Yu Amy Y X, Liu Zhongyu A, Pou-Prom Chloe, Lopes Kaitlyn, Kapral Moira K, Aviv Richard I, Mamdani Muhammad
Department of Medicine (Neurology), University of Toronto - Sunnybrook Health Sciences Centre, Toronto, ON, Canada.
Unity Health Toronto, Toronto, ON, Canada.
JMIR Med Inform. 2021 May 4;9(5):e24381. doi: 10.2196/24381.
Diagnostic neurovascular imaging data are important in stroke research, but obtaining these data typically requires laborious manual chart reviews.
We aimed to determine the accuracy of a natural language processing (NLP) approach to extract information on the presence and location of vascular occlusions as well as other stroke-related attributes based on free-text reports.

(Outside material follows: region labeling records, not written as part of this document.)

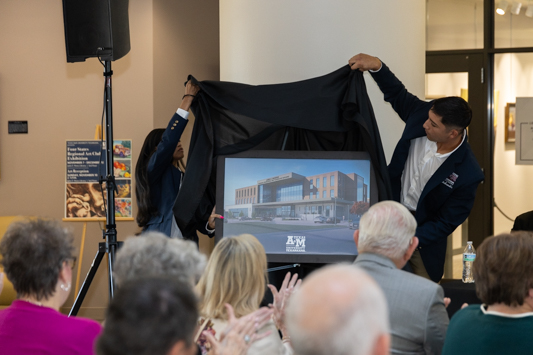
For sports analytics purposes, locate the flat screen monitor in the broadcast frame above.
[215,150,378,263]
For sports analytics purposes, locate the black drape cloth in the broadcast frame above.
[174,66,392,235]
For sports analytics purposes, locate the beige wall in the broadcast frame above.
[0,0,154,315]
[0,0,218,318]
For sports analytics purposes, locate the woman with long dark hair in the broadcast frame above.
[135,81,220,242]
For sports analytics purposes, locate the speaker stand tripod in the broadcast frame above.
[69,61,122,316]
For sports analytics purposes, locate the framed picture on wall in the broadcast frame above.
[505,102,516,143]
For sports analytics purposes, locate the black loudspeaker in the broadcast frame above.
[63,0,131,63]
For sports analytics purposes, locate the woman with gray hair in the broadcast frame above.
[0,218,102,355]
[113,232,206,287]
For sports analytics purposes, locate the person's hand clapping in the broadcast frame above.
[202,304,272,355]
[207,206,224,229]
[268,272,302,338]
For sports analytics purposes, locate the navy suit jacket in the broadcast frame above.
[144,113,208,243]
[371,63,484,282]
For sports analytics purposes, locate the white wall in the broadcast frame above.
[220,0,425,160]
[494,53,533,234]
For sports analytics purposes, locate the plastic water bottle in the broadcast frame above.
[463,242,476,283]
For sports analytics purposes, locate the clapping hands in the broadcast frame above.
[268,272,302,338]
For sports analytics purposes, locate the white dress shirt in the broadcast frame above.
[400,130,466,211]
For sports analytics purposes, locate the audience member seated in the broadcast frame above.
[286,264,390,355]
[113,232,206,287]
[0,219,101,355]
[443,232,533,355]
[354,201,449,354]
[196,234,297,355]
[97,276,271,355]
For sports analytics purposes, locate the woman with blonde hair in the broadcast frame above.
[196,234,300,355]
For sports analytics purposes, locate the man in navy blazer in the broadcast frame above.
[349,54,484,282]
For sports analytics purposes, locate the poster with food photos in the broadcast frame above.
[64,139,133,220]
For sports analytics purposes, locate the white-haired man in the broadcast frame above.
[286,265,390,355]
[354,201,449,354]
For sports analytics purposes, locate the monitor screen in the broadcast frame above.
[215,151,378,263]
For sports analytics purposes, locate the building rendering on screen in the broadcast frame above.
[225,171,368,220]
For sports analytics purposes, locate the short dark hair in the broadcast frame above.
[431,96,472,133]
[96,276,198,355]
[0,218,74,300]
[473,232,533,306]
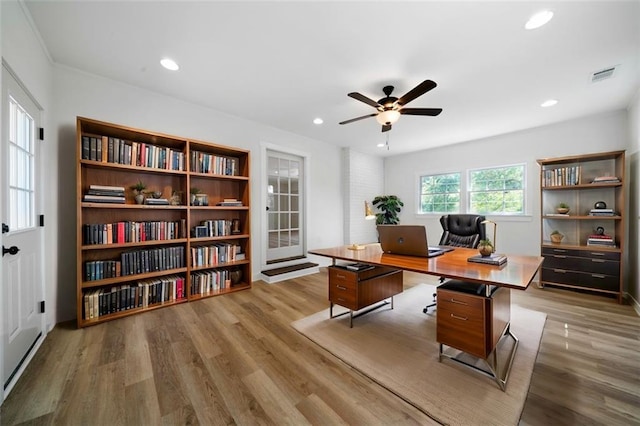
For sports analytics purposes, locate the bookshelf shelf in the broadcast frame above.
[538,151,626,303]
[76,117,251,327]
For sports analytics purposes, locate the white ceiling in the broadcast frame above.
[24,0,640,155]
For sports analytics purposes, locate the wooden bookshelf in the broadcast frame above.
[76,117,251,327]
[538,151,626,303]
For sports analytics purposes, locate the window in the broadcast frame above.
[468,164,525,214]
[420,173,460,213]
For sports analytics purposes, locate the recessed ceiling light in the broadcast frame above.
[160,58,180,71]
[524,10,553,30]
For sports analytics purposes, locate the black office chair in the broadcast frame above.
[422,214,486,314]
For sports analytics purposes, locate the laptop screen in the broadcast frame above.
[378,225,451,257]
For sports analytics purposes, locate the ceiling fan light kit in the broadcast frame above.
[340,80,442,132]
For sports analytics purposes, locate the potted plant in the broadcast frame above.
[478,240,494,256]
[550,229,564,244]
[131,180,147,204]
[372,195,404,225]
[556,203,570,214]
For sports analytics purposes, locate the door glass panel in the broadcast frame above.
[9,97,35,231]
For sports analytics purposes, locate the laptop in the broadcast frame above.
[378,225,453,257]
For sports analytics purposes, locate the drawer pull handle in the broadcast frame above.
[449,314,469,321]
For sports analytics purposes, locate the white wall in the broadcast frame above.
[0,0,55,329]
[627,90,640,315]
[54,66,343,319]
[385,111,628,255]
[342,148,384,244]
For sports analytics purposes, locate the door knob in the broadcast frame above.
[2,246,20,256]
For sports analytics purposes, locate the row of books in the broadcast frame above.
[83,185,125,204]
[82,219,187,245]
[82,135,185,170]
[191,243,241,266]
[190,269,231,295]
[191,219,238,238]
[84,246,185,281]
[541,166,582,187]
[190,151,238,176]
[82,275,186,319]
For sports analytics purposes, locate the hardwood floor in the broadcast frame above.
[0,268,640,425]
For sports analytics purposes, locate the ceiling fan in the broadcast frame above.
[340,80,442,132]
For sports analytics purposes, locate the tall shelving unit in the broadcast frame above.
[76,117,251,327]
[538,151,626,303]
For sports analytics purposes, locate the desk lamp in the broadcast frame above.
[347,200,376,250]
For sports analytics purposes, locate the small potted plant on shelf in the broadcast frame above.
[556,203,570,214]
[478,240,494,256]
[131,180,147,204]
[550,229,564,244]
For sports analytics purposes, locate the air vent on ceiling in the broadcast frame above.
[591,67,616,83]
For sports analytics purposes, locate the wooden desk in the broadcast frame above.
[309,244,544,391]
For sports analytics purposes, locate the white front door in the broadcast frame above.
[266,150,304,263]
[0,66,45,397]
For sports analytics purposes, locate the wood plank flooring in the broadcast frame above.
[0,268,640,426]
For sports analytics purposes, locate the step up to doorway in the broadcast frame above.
[261,262,319,283]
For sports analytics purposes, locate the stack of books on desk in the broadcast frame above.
[587,234,616,247]
[83,185,125,204]
[467,253,507,265]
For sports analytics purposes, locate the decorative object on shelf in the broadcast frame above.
[556,203,571,214]
[131,180,147,204]
[478,240,495,256]
[372,195,404,225]
[170,191,182,206]
[549,230,564,244]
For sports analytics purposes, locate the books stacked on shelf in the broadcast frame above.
[191,219,238,238]
[591,176,620,183]
[83,275,186,319]
[216,198,242,206]
[82,135,185,170]
[144,198,170,206]
[191,151,238,176]
[82,219,186,245]
[467,253,507,265]
[589,209,618,216]
[83,185,125,204]
[541,166,581,187]
[345,263,373,272]
[587,234,616,247]
[191,243,238,267]
[191,269,231,295]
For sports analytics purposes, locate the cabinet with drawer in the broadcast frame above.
[538,151,627,303]
[329,266,402,322]
[436,282,511,359]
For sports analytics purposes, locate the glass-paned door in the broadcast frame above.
[266,151,304,263]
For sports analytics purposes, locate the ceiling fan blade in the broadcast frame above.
[340,112,378,124]
[347,92,382,108]
[396,80,437,105]
[400,108,442,117]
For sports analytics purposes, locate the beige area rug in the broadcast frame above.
[292,284,546,425]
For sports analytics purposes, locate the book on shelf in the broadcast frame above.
[345,263,373,272]
[467,253,507,265]
[83,194,125,204]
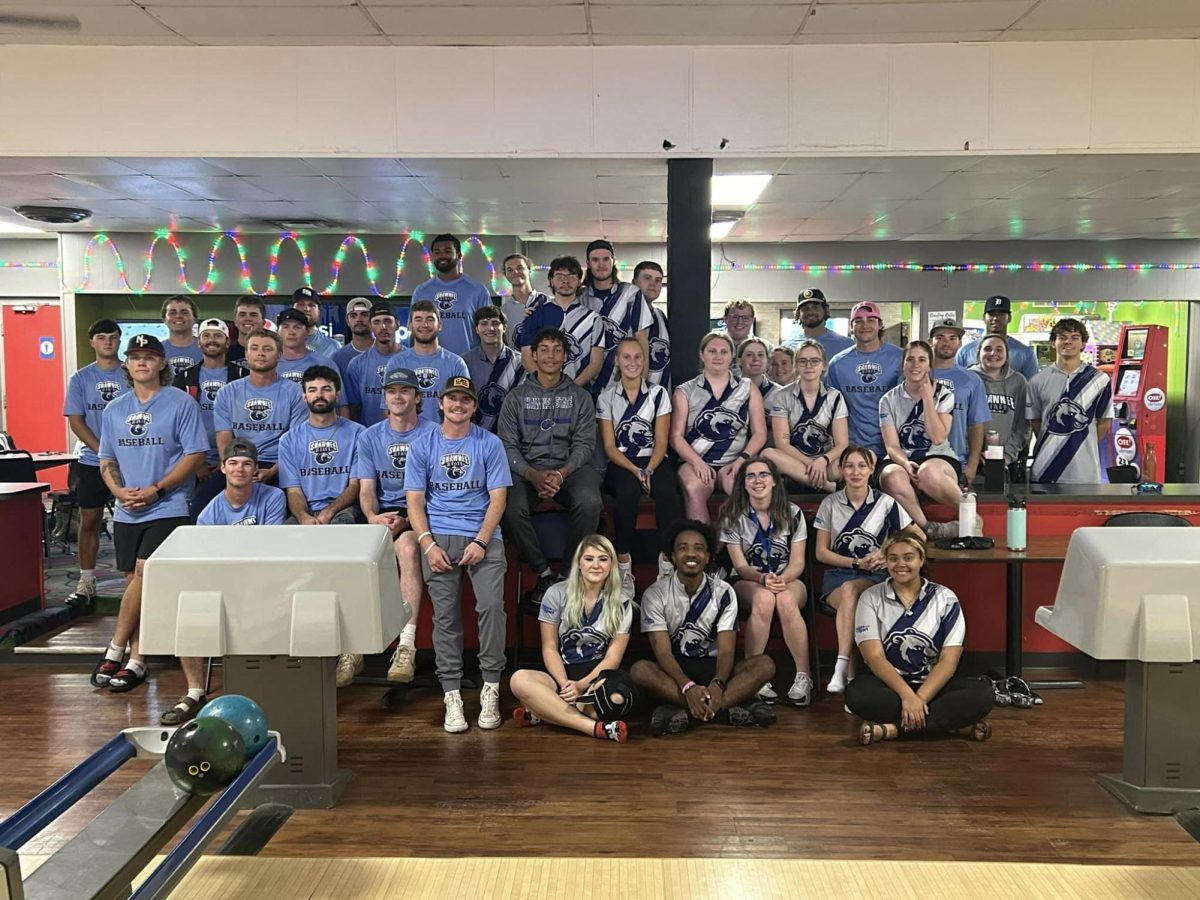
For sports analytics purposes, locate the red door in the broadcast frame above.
[0,301,67,490]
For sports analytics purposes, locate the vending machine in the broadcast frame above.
[1100,325,1168,481]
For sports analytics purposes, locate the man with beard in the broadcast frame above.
[929,319,991,485]
[785,288,854,360]
[955,294,1039,382]
[581,238,653,398]
[162,294,202,376]
[173,319,244,517]
[462,306,526,432]
[91,335,209,694]
[499,253,550,359]
[275,308,334,384]
[291,286,342,359]
[826,300,904,460]
[404,376,512,733]
[408,234,492,357]
[62,319,126,606]
[216,329,308,491]
[630,520,775,734]
[634,259,671,392]
[521,257,605,388]
[334,296,372,383]
[496,328,602,614]
[342,302,401,425]
[280,366,364,688]
[354,368,437,682]
[379,300,468,424]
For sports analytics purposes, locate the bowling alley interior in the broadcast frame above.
[0,0,1200,900]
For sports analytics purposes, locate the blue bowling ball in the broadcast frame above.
[197,694,266,760]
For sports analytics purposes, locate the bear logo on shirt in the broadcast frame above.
[125,413,151,438]
[308,440,337,466]
[438,454,470,481]
[96,382,121,403]
[246,397,271,422]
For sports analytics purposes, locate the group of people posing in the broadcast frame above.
[65,235,1111,743]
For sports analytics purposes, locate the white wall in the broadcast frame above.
[7,41,1200,156]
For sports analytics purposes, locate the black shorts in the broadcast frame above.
[676,656,716,684]
[113,516,192,572]
[71,461,113,509]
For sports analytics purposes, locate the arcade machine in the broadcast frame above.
[1100,325,1168,482]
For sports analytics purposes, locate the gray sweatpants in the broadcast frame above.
[421,534,508,691]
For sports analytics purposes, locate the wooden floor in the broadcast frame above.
[0,665,1200,868]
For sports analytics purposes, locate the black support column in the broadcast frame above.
[667,160,713,385]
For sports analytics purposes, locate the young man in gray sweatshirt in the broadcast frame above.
[496,329,602,613]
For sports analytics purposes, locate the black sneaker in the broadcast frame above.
[650,704,688,737]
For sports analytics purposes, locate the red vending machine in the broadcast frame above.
[1102,325,1168,481]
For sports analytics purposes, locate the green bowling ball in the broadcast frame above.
[163,718,246,797]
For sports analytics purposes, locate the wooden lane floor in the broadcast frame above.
[0,665,1200,866]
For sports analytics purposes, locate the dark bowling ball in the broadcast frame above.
[163,719,246,796]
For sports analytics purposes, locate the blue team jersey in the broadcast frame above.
[354,419,438,510]
[826,343,904,456]
[212,378,308,466]
[413,275,492,356]
[379,347,470,425]
[100,386,209,523]
[280,418,362,515]
[62,362,130,466]
[196,482,288,524]
[934,366,991,466]
[404,425,512,540]
[162,340,204,377]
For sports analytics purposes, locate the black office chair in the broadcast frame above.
[1104,512,1192,528]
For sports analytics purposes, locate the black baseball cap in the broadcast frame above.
[125,335,167,359]
[275,307,308,329]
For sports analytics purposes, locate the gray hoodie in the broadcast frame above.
[496,373,596,478]
[971,362,1030,463]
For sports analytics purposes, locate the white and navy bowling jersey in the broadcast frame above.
[812,488,912,559]
[196,481,288,526]
[521,300,604,380]
[880,382,956,462]
[642,575,738,659]
[1026,364,1112,485]
[162,341,204,377]
[721,503,809,575]
[354,419,438,511]
[280,416,362,515]
[767,382,846,457]
[596,382,671,468]
[462,347,526,432]
[100,386,209,523]
[854,578,967,684]
[62,362,128,467]
[538,575,634,665]
[646,304,671,390]
[679,373,757,468]
[826,343,904,456]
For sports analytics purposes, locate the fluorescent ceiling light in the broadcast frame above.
[708,218,738,241]
[713,175,770,208]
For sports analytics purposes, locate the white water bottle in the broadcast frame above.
[959,491,976,538]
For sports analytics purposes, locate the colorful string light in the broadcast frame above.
[75,228,498,296]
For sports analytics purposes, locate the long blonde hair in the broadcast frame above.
[563,534,625,635]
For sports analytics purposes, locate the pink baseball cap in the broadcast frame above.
[850,300,883,322]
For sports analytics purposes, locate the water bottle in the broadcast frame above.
[1008,497,1026,550]
[959,491,976,538]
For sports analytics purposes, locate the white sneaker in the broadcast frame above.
[388,643,416,684]
[787,672,814,707]
[442,691,467,734]
[475,682,502,730]
[336,653,366,688]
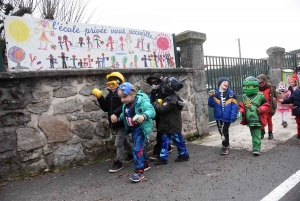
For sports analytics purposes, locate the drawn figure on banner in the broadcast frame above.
[70,55,78,68]
[63,35,73,52]
[106,36,114,51]
[129,62,133,68]
[7,46,29,70]
[57,36,63,50]
[86,36,93,51]
[147,42,151,52]
[110,55,116,68]
[94,34,104,48]
[87,54,93,68]
[133,55,139,68]
[116,62,120,68]
[101,53,109,68]
[135,38,141,49]
[78,59,83,68]
[125,33,134,54]
[153,51,158,67]
[78,37,85,47]
[58,52,69,68]
[46,54,57,68]
[35,19,55,50]
[141,55,149,67]
[158,55,164,68]
[29,54,36,68]
[163,54,169,68]
[119,36,125,51]
[152,33,173,60]
[122,56,128,68]
[150,54,156,67]
[170,56,175,67]
[95,57,101,68]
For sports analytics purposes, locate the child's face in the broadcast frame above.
[118,90,135,105]
[220,81,229,91]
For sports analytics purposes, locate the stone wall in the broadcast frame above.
[0,68,204,176]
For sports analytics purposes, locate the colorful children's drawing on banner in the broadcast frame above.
[4,16,175,71]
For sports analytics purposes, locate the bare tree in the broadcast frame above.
[38,0,95,23]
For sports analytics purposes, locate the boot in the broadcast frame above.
[268,131,274,140]
[260,130,266,139]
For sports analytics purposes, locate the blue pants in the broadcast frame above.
[159,133,189,161]
[131,126,148,173]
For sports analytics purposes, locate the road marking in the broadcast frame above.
[261,170,300,201]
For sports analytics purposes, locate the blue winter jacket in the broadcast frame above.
[282,88,300,116]
[208,89,238,123]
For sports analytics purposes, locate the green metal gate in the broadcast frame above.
[204,56,269,122]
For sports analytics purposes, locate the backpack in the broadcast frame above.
[164,76,183,92]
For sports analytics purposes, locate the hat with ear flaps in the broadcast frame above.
[218,77,230,87]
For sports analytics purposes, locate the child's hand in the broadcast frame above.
[110,114,118,123]
[133,114,145,124]
[257,108,262,114]
[93,88,102,98]
[208,90,216,97]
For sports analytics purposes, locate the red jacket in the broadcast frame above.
[239,102,270,127]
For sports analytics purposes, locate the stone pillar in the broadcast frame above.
[176,31,209,136]
[267,47,285,85]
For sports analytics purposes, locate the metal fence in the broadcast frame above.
[204,56,269,96]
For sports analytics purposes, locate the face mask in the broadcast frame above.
[151,84,160,90]
[243,87,258,96]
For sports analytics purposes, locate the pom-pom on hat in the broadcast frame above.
[218,77,230,87]
[119,82,135,95]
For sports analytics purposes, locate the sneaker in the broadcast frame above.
[282,121,287,128]
[221,147,229,155]
[109,160,124,172]
[149,155,159,161]
[260,130,266,139]
[123,154,133,163]
[144,164,151,171]
[268,131,274,140]
[252,150,260,156]
[129,173,147,182]
[175,155,190,162]
[154,158,168,165]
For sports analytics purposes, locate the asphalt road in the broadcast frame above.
[0,136,300,201]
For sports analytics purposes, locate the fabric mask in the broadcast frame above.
[151,84,160,90]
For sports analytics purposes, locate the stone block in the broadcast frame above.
[39,115,71,143]
[16,128,44,151]
[53,98,82,114]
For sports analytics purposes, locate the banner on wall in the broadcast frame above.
[4,16,175,71]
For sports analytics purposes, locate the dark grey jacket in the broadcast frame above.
[153,92,183,134]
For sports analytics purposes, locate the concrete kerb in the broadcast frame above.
[191,112,297,152]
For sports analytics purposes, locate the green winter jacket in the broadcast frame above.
[120,90,156,139]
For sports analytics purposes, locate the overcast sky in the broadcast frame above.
[86,0,300,58]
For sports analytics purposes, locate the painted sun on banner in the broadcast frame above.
[4,16,175,71]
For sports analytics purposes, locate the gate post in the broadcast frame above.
[267,47,285,85]
[176,31,209,136]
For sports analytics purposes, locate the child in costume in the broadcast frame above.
[275,82,291,128]
[239,76,270,156]
[278,75,300,140]
[92,72,133,173]
[112,82,155,182]
[153,77,190,165]
[208,77,238,155]
[257,74,279,140]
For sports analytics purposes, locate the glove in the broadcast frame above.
[238,112,243,121]
[93,88,102,98]
[132,114,140,122]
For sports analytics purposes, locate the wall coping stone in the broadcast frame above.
[0,68,193,79]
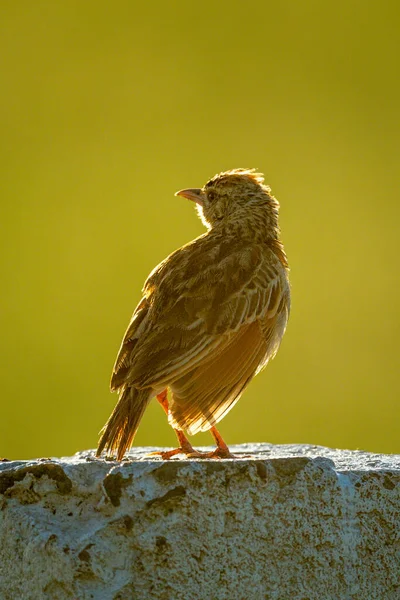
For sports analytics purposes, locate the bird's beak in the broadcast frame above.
[175,188,204,206]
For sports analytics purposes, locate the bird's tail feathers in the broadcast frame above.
[96,387,152,460]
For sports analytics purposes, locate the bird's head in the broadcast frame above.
[175,169,279,234]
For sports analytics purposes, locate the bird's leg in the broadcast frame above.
[209,427,236,458]
[152,388,204,460]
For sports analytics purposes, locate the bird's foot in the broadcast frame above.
[149,447,211,460]
[150,431,209,460]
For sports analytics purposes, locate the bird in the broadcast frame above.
[97,168,290,460]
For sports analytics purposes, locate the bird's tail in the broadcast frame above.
[96,387,152,460]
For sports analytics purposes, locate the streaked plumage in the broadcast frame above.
[98,169,290,459]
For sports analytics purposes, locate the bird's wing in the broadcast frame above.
[127,246,287,403]
[169,253,289,435]
[110,298,149,392]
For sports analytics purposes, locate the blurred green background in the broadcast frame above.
[0,0,400,458]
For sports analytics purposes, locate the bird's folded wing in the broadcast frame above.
[125,247,287,388]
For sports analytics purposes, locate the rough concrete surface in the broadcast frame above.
[0,444,400,600]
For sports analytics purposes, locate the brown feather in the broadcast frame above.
[169,322,267,435]
[98,169,290,458]
[96,387,152,460]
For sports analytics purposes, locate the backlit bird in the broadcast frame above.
[97,169,290,459]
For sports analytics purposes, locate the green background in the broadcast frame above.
[0,0,400,458]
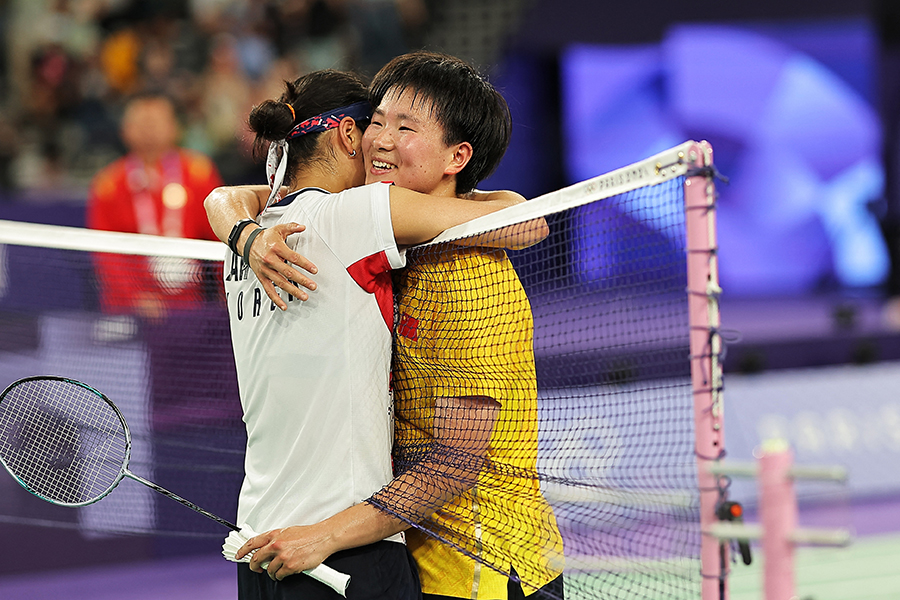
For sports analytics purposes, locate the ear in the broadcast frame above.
[444,142,472,175]
[335,117,362,154]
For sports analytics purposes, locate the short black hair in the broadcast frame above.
[369,51,512,194]
[248,69,368,183]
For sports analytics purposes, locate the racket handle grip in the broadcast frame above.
[260,562,350,598]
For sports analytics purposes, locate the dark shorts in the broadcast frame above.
[238,541,422,600]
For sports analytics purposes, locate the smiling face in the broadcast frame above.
[362,89,459,196]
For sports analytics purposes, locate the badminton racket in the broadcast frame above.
[0,376,349,596]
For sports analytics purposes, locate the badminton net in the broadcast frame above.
[0,222,246,538]
[371,144,716,599]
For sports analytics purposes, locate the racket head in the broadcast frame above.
[0,376,131,507]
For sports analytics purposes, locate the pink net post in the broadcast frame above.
[759,441,797,600]
[684,142,729,600]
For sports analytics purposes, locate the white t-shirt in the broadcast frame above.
[225,184,405,532]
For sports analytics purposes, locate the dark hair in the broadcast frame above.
[369,51,512,194]
[248,69,368,184]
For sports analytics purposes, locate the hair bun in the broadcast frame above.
[249,100,294,141]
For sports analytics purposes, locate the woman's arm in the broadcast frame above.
[203,185,317,310]
[453,190,550,250]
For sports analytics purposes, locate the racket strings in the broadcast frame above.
[0,380,128,505]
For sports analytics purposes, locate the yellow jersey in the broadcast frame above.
[392,245,563,599]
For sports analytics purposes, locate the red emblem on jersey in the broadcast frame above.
[397,313,419,342]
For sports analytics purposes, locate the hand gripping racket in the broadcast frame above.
[0,376,350,596]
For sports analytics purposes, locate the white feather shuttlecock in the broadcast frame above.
[222,525,350,598]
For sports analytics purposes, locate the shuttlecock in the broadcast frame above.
[222,525,350,598]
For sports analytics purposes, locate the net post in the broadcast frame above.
[759,440,798,600]
[683,142,730,600]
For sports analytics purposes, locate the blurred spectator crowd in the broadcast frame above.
[0,0,432,199]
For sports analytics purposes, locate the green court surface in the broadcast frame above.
[729,533,900,600]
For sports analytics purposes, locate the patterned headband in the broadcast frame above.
[263,102,372,210]
[285,102,372,140]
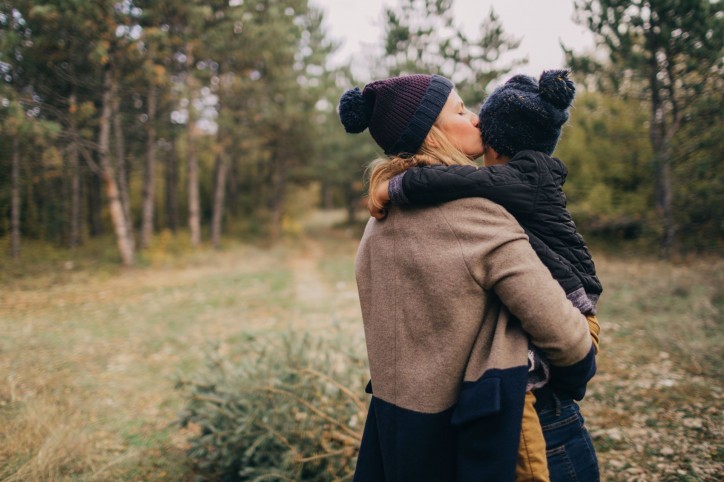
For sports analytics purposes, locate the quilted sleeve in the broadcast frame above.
[402,159,540,216]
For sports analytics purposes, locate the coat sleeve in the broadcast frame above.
[393,158,539,216]
[451,200,595,370]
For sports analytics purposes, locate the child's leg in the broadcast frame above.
[586,315,601,355]
[515,392,550,482]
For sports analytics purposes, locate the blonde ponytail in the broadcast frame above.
[367,125,476,209]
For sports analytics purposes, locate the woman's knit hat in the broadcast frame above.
[480,70,576,157]
[339,75,453,156]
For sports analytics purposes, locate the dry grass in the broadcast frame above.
[0,217,724,481]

From the full reports of 1320 consecutive computed tomography (CT), CT angiography, and CT perfusion scans of the head and neck performed at a tertiary stroke center between October 2017 and January 2019, we manually extracted data on the presence of proximal large vessel occlusion (primary outcome), as well as distal vessel occlusion, ischemia, hemorrhage, Alberta stroke program early CT score (ASPECTS), and collateral status (secondary outcomes). Reports were randomly split into training (n=921) and validation (n=399) sets, and attributes were extracted using rule-based NLP. We reported the sensitivity, specificity, positive predictive value (PPV), negative predictive value (NPV), and the overall accuracy of the NLP approach relative to the manually extracted data.
The overall prevalence of large vessel occlusion was 12.2%. In the training sample, the NLP approach identified this attribute with an overall accuracy of 97.3% (95.5% sensitivity, 98.1% specificity, 84.1% PPV, and 99.4% NPV). In the validation set, the overall accuracy was 95.2% (90.0% sensitivity, 97.4% specificity, 76.3% PPV, and 98.5% NPV). The accuracy of identifying distal or basilar occlusion as well as hemorrhage was also high, but there were limitations in identifying cerebral ischemia, ASPECTS, and collateral status.
NLP may improve the efficiency of large-scale imaging data collection for stroke surveillance and research.
诊断性神经血管成像数据在中风研究中很重要,但获取这些数据通常需要费力的人工图表审查。
我们旨在确定一种自然语言处理(NLP)方法的准确性,该方法基于自由文本报告提取血管闭塞的存在和位置以及其他中风相关属性的信息。
从2017年10月至2019年1月在一家三级中风中心进行的1320例连续的头部和颈部计算机断层扫描(CT)、CT血管造影和CT灌注扫描的完整报告中,我们手动提取了近端大血管闭塞(主要结果)的存在数据,以及远端血管闭塞、缺血、出血、阿尔伯塔中风项目早期CT评分(ASPECTS)和侧支循环状态(次要结果)的数据。报告被随机分为训练集(n = 921)和验证集(n = 399),并使用基于规则的NLP提取属性。我们报告了NLP方法相对于手动提取数据的敏感性、特异性、阳性预测值(PPV)、阴性预测值(NPV)和总体准确性。
大血管闭塞的总体患病率为12.2%。在训练样本中,NLP方法识别该属性的总体准确率为97.3%(敏感性为95.5%,特异性为98.1%,PPV为84.1%,NPV为99.4%)。在验证集中,总体准确率为95.2%(敏感性为90.0%,特异性为97.4%,PPV为76.3%,NPV为98.5%)。识别远端或基底动脉闭塞以及出血的准确率也很高,但在识别脑缺血、ASPECTS和侧支循环状态方面存在局限性。
NLP可能会提高中风监测和研究的大规模成像数据收集效率。